Par Sophie IMBAULT, Avocate associée
Le 18/09/2023
L’acquisition de parts sociales ou actions au capital de sociétés d’HLM par les communes ne sont pas au nombre des compétences qui, en matière de politique locale de l’habitat, ont été transférées : des confirmations rassurantes.
Aux termes d’un jugement en date du 8 juin 2023 (TA de Melun, 8 juin 2023, n° 2010226), le tribunal administratif de Melun a confirmé, s’il en était besoin, que les communes membres d’un établissement public de territoire (EPT) compétent en matière de politique locale de l’habitat, demeurent compétentes pour acquérir des parts sociales ou actions au capital de sociétés d’HLM, conformément à l’article L. 431-4 du code de la construction et de l’habitation (CCH).
En effet, depuis le 1er janvier 2017, un certain nombre des anciennes compétences communales en matière, en particulier, de politique locale de l’habitat, a été transféré par les articles L. 5219-1 et L. 5219-5 du code général des collectivités territoriales (CGCT) à la métropole du Grand Paris et aux EPT.

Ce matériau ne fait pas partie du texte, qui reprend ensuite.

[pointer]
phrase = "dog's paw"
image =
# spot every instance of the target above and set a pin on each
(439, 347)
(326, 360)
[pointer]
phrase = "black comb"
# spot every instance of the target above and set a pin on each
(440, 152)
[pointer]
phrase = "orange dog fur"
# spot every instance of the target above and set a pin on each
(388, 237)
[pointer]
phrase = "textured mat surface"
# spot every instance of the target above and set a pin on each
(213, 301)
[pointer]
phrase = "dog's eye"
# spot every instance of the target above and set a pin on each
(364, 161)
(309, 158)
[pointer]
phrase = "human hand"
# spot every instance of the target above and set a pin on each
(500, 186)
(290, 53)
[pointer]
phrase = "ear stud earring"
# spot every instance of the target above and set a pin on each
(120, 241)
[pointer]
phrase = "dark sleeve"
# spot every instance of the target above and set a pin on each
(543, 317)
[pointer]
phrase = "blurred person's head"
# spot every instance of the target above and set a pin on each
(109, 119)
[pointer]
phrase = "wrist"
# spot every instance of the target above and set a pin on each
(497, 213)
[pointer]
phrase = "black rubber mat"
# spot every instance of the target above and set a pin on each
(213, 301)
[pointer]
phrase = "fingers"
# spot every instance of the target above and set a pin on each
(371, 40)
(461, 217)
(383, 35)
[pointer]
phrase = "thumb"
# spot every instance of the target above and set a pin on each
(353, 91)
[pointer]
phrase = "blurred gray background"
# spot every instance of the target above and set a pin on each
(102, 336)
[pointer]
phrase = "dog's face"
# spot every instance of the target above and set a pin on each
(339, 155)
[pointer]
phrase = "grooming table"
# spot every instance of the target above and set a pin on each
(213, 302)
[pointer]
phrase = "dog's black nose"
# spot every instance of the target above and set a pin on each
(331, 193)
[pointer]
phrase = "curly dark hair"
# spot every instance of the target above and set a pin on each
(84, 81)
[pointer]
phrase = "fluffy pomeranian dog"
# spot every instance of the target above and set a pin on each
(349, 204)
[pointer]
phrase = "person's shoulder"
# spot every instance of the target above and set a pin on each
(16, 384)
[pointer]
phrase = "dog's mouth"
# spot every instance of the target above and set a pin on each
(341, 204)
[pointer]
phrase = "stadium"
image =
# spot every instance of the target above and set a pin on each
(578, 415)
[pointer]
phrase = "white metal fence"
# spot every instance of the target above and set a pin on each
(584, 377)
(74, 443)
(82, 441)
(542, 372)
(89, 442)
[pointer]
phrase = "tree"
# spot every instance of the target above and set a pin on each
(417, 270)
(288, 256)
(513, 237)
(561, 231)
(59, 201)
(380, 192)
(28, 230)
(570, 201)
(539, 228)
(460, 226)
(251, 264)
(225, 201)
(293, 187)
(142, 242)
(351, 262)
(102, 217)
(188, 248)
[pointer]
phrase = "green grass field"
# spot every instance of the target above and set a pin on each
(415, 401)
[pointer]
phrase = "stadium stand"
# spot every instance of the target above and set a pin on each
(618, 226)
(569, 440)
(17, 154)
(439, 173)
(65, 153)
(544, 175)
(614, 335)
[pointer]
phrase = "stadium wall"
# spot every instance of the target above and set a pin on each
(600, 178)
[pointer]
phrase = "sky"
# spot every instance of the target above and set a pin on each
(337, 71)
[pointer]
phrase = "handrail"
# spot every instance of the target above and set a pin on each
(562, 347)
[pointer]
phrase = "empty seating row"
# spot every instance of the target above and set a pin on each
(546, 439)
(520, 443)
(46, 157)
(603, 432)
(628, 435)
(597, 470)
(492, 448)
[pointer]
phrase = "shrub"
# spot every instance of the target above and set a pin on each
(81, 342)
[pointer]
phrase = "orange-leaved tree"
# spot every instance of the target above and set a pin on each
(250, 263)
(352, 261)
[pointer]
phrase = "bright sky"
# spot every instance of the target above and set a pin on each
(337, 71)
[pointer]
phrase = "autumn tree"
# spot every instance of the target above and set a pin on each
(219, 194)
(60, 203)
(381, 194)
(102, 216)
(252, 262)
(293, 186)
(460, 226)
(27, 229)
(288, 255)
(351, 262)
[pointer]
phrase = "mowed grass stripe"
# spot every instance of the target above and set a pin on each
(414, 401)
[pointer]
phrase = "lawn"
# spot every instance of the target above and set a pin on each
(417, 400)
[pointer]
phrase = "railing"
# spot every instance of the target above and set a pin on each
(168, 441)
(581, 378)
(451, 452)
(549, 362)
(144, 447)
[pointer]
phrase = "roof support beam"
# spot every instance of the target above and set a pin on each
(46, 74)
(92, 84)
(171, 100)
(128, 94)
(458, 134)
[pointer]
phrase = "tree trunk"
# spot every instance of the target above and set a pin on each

Pour autant, l’article L. 431-4 3° du CCH dispose toujours que les « communes » peuvent souscrire ou acquérir des actions de sociétés d’HLM, dans la limite de deux-tiers du capital social. Comme le relève le tribunal administratif de Melun, cette disposition n’a pas été modifiée par les lois successives qui ont restructuré l’environnement des organismes de logement social.
Saisi d’un moyen relatif à l’incompétence d’une commune pour acquérir deux-tiers des parts sociales d’une SCIC d’HLM, le tribunal administratif de Melun clarifie donc l’interprétation combinée des dispositions du CGCT relatives au transfert de compétences en matière de politique locale de l’habitat, et aux dispositions spécifiques du CCH permettant à une commune d’être actionnaire majoritaire d’une société d’HLM.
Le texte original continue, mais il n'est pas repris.